Thanks, Divina. I enjoyed writing it. I've been interested in McQueen since I first saw the cover image of Bjork's Homogenic "album". His worldview is so severe and structural, elegant and icy. I remember him crying on TV--or seem to remember that--after his first big show with....Givenchy?...was heavily criticized. I'm sure it felt hugely personal to him, and that seemed bizarre to me, that someone who was so arch and catty could suddenly turn so fragile. I think they're flip sides of his particular coin. I don't think he probably has any real idea how he comes across, though he seems to have learned a little better how to do damage control. Have you tried Kingdom? I really love it. Turin hates it. Hate might be a strong word: his reaction is much too ambivalent for hatred. He's thoroughly unimpressed/unenthusiastic, anyway. It's not the weirdest smell in the world, nor the best, but it deserves more than one star, and personally it's one of my favorite cavallier scents, much more so than M7, which gets more love maybe. I've never seen a McQueen show. I need to go catch one on youtube.

Michael Mattison said...

You either loved or loathed Kingdom; I happened to love its weird, aggressive sexuality. It smelled of fresh sweat from certain areas of the body I won't go into here, but let's just say it went over well. :-) Very, very strong as well; huge drydown.
(Just a few months ago I was missing this discontinued scent.
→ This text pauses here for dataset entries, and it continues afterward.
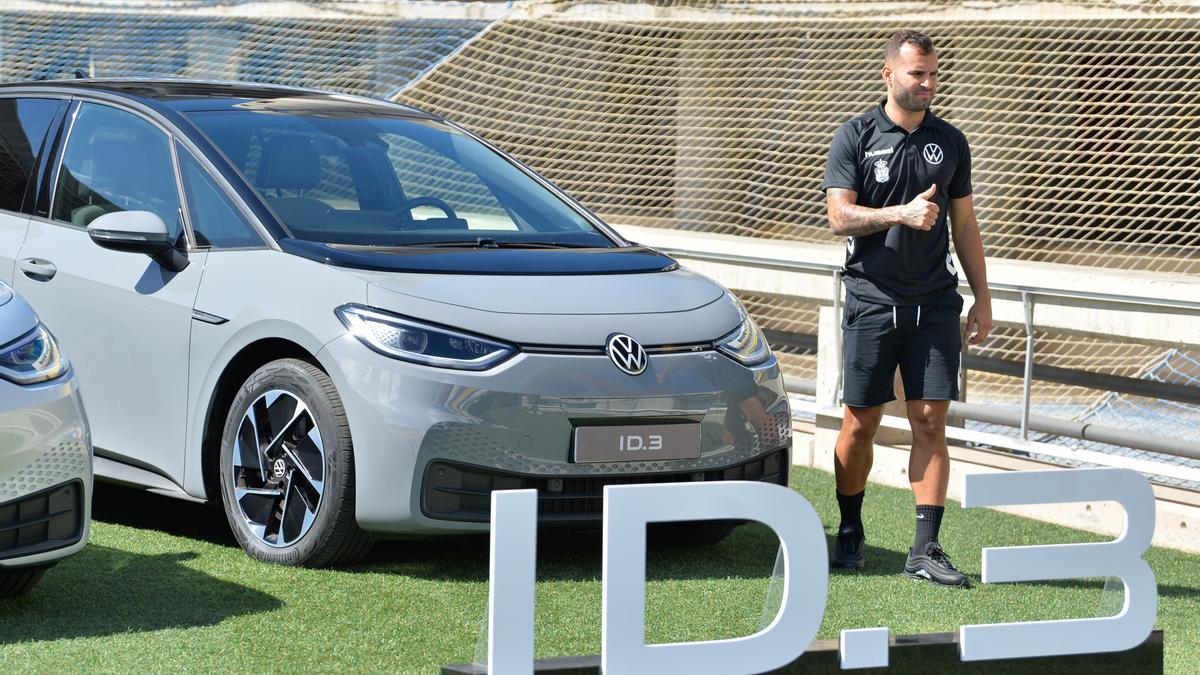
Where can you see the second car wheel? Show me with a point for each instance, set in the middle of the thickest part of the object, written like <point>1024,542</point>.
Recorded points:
<point>287,469</point>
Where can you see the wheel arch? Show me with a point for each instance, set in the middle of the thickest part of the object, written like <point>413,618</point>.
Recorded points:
<point>247,359</point>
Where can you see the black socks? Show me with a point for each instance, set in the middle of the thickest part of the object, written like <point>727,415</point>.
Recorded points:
<point>851,513</point>
<point>929,521</point>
I should have got a bottle at Yatego or E-bay right then and there; this thing will be unaffordable now.) An absolutely unique scent to match the persona of a unique fashion mind.
Thanks for posting.

brian said...

Thanks, Michael. How did I just now notice your comment? It's good to hear from you. I revisited this review today, after deciding to wear Kingdom this morning. Someone on facebook told me the prices have soared. I guess it's a good thing I bought three tester bottles when I first found the stuff at a discount store. Having a surplus has caused me to take it for granted, and I forget how good it is. Kingdom was among the first twenty or so fragrances I purchased and loved. I've seen so much more now that I get a little jaded and it seems rather pedestrian in my mind. Today I realized it's really anything but. And I've been enjoying it immensely all morning.